• The method of phase-magnitude interpolation (PMI)
• Accurate measure of frequency, magnitude and phase of signal harmonics
The Fast Fourier Transform (FFT) algorithm is an important tool for analyzing and processing signals of various nature.
It allows to reconstruct magnitude and phase spectrum of a signal into the frequency domain by magnitude sample into the time domain, while the method is computationally optimized with modest memory consumption.
Although there is not losing of any information about the signal during the conversion process (calculations are reversible up to rounding), the algorithm has some peculiarities:
resolution, a kind of "discrete pixelization" like a histogram
the effect of spectral leakage, which causes the characteristic spreading of information along the histogram bars for those signal harmonics whose frequency does not fall very accurately on divisions of the discrete frequency grating
These factors hinder high-precision analysis and fine processing of results further.
The article presents an effective way to overcome such "inconvenient" features of the algorithm.
The materials are provided with illustrations, however, for a deeper dive into the topic, it is recommended to download the Solfeggio desktop application for high-precision signal processing and visualization. With its help, you can examine a signal in details and "probe" its spectrums at various scale levels: from the overall picture up to particular discrete samples.
IMPORTANT! The program and algorithmic developments are free for educational and non-commercial use, but there are a range of important restrictions on usage scopes. Please, before intercalation the presented developments in any projects, carefully read the small agreement...

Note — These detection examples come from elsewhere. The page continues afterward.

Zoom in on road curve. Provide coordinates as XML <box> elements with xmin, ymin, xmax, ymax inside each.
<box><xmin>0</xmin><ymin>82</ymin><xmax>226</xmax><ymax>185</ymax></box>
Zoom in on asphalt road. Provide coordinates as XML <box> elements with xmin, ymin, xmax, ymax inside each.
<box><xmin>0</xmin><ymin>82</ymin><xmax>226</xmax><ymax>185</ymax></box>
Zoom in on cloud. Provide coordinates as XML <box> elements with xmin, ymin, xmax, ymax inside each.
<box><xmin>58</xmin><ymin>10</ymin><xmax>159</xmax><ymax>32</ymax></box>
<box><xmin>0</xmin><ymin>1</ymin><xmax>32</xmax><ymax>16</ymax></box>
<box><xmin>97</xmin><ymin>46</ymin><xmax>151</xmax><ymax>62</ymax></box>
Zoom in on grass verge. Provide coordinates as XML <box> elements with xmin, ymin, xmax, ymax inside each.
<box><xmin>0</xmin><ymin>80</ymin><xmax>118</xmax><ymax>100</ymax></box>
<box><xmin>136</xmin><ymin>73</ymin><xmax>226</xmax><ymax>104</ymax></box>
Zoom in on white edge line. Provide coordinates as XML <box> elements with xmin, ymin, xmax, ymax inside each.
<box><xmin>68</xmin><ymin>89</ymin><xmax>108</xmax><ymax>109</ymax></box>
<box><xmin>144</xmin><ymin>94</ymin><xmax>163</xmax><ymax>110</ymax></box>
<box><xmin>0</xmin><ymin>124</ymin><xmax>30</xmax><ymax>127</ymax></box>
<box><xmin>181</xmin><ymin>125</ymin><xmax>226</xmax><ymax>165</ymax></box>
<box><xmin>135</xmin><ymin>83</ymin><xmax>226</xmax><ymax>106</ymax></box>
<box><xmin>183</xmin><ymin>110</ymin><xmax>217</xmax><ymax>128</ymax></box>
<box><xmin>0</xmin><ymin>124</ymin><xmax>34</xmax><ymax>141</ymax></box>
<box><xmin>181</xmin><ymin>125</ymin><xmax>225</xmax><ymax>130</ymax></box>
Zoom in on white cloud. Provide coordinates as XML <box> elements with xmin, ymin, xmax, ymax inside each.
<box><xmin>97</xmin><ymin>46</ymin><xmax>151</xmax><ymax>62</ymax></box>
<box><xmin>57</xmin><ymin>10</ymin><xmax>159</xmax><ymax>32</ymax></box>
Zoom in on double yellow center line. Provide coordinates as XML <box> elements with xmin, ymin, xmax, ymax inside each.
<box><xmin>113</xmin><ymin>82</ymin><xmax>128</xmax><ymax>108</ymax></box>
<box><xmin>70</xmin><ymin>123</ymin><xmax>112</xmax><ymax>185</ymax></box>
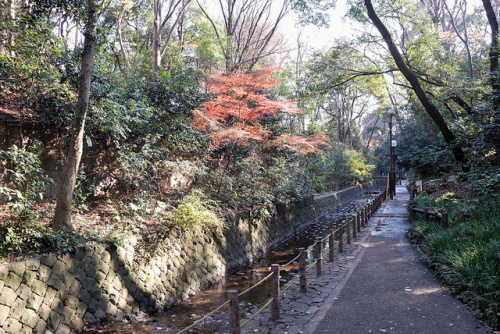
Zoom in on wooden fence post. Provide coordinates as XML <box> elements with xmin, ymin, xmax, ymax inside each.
<box><xmin>271</xmin><ymin>264</ymin><xmax>280</xmax><ymax>321</ymax></box>
<box><xmin>345</xmin><ymin>219</ymin><xmax>351</xmax><ymax>245</ymax></box>
<box><xmin>337</xmin><ymin>220</ymin><xmax>344</xmax><ymax>253</ymax></box>
<box><xmin>441</xmin><ymin>212</ymin><xmax>448</xmax><ymax>229</ymax></box>
<box><xmin>351</xmin><ymin>215</ymin><xmax>358</xmax><ymax>238</ymax></box>
<box><xmin>316</xmin><ymin>238</ymin><xmax>323</xmax><ymax>277</ymax></box>
<box><xmin>299</xmin><ymin>248</ymin><xmax>307</xmax><ymax>292</ymax></box>
<box><xmin>328</xmin><ymin>228</ymin><xmax>335</xmax><ymax>263</ymax></box>
<box><xmin>227</xmin><ymin>290</ymin><xmax>241</xmax><ymax>334</ymax></box>
<box><xmin>410</xmin><ymin>205</ymin><xmax>416</xmax><ymax>223</ymax></box>
<box><xmin>356</xmin><ymin>212</ymin><xmax>361</xmax><ymax>233</ymax></box>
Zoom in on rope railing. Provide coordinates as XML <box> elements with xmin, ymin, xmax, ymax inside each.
<box><xmin>238</xmin><ymin>273</ymin><xmax>273</xmax><ymax>297</ymax></box>
<box><xmin>177</xmin><ymin>192</ymin><xmax>385</xmax><ymax>334</ymax></box>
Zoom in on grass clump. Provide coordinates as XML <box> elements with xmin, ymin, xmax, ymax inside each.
<box><xmin>409</xmin><ymin>194</ymin><xmax>500</xmax><ymax>330</ymax></box>
<box><xmin>171</xmin><ymin>190</ymin><xmax>224</xmax><ymax>234</ymax></box>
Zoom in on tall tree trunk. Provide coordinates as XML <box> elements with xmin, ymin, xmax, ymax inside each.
<box><xmin>364</xmin><ymin>0</ymin><xmax>468</xmax><ymax>170</ymax></box>
<box><xmin>482</xmin><ymin>0</ymin><xmax>500</xmax><ymax>165</ymax></box>
<box><xmin>152</xmin><ymin>0</ymin><xmax>162</xmax><ymax>76</ymax></box>
<box><xmin>53</xmin><ymin>0</ymin><xmax>99</xmax><ymax>229</ymax></box>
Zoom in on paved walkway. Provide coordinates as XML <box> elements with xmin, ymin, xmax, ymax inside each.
<box><xmin>242</xmin><ymin>186</ymin><xmax>490</xmax><ymax>334</ymax></box>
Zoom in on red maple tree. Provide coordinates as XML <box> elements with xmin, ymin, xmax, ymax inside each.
<box><xmin>191</xmin><ymin>68</ymin><xmax>326</xmax><ymax>153</ymax></box>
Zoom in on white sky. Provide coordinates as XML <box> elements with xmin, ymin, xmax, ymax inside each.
<box><xmin>281</xmin><ymin>0</ymin><xmax>354</xmax><ymax>50</ymax></box>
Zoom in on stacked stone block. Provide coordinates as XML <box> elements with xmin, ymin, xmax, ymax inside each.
<box><xmin>0</xmin><ymin>187</ymin><xmax>363</xmax><ymax>334</ymax></box>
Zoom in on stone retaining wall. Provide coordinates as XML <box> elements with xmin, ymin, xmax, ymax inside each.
<box><xmin>0</xmin><ymin>186</ymin><xmax>363</xmax><ymax>333</ymax></box>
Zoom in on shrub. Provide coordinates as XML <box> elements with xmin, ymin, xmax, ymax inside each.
<box><xmin>0</xmin><ymin>143</ymin><xmax>52</xmax><ymax>220</ymax></box>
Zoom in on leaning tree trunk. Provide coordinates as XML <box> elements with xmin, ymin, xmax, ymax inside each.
<box><xmin>53</xmin><ymin>0</ymin><xmax>99</xmax><ymax>229</ymax></box>
<box><xmin>364</xmin><ymin>0</ymin><xmax>467</xmax><ymax>169</ymax></box>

In the process of creating Solfeggio the patterns had been revealed, which led to the development of phase-magnitude interpolation algorithm for fast Fourier transform (PMI for FFT). At the same time, unsolved problems were formulated.
Now let's go briefly through the main stages and provisions of the theory of signal processing:
a receiver (microphone or other sensor) picks up an analog signal and converts it into equivalent voltage oscillations of electricity
an analog-to-digital converter (ADC) with a given frequency (via regular time intervals) measures the voltage level of the input signal and forms an array (frame) of its time discrete samples quantized by the magnitude level
then, on the basis of the generated frame, the direct FFT is calculated, as a result of which an array of spectral data is obtained at output, it gives some representation of the harmonics of the original analog signal (magnitudes and phases of dominant frequencies), that allows to reconstruct properties of the source analog signal with a certain error (see Fig. 1)

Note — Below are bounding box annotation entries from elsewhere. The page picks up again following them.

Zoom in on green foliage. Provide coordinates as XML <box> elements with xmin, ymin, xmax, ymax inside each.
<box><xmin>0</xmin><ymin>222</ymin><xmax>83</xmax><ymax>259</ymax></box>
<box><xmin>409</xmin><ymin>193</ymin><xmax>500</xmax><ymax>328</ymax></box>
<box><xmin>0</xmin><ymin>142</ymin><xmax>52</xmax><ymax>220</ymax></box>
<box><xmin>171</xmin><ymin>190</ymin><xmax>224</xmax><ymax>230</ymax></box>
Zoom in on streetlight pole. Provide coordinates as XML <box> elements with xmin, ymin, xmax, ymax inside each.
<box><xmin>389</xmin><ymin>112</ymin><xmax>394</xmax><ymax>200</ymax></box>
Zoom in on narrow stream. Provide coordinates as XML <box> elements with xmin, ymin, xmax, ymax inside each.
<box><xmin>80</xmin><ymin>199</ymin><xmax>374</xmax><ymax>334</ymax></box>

As mentioned earlier, because the spectral representation is discrete and not analog, it has inherent resolution, a kind of histogram-like pixelization, and can also exhibit spectral leakage, which causes a characteristic spreading of information about the harmonics of the signal, the frequency of which does not fall quite accurately at divisions of a discrete frequency grating. In practice, these phenomena complicate the subsequent reconstruction and analysis of the original signals.
It is important to note that the applying of the inverse FFT to the resulting array of spectral data makes it possible to definitely restore the original discrete signal in the time domain (up to rounding), which indicates that there is not information lost from the signal during the conversion. It means that calculations are reversible.
In turn, according to the Nyquist-Shannon-Kotelnikov theorem, an analog signal can be unambiguously and without distortion restored from its discrete time samples, when the sampling frequency is at least twice the frequency of the highest frequency harmonic of the signal. This suggests that by interpolating a discrete signal in the time domain (back to analog) and increase sample rate (re-sampling), higher resolution in the phase-frequency domain can be achieved at the expense of increased computational complexity and memory consumption. This approach is possible, but not always convenient in practice.
RIDDLE №1
But since it is possible to interpolate a signal in the time domain of representation, maybe there is some kind of interpolation method in the frequency domain? Although there is no mathematical justification for this hypothesis for the moment of this article writing, experimental data indicate that a such approach exists for low-noise signals, and for many common practical situations it gives very accurate and reliable results.
RIDDLE №2
Although the accuracy of the method is high, however, some error is inherent in it. Perhaps this error can be reduced by refining the formulas. The question also remains open.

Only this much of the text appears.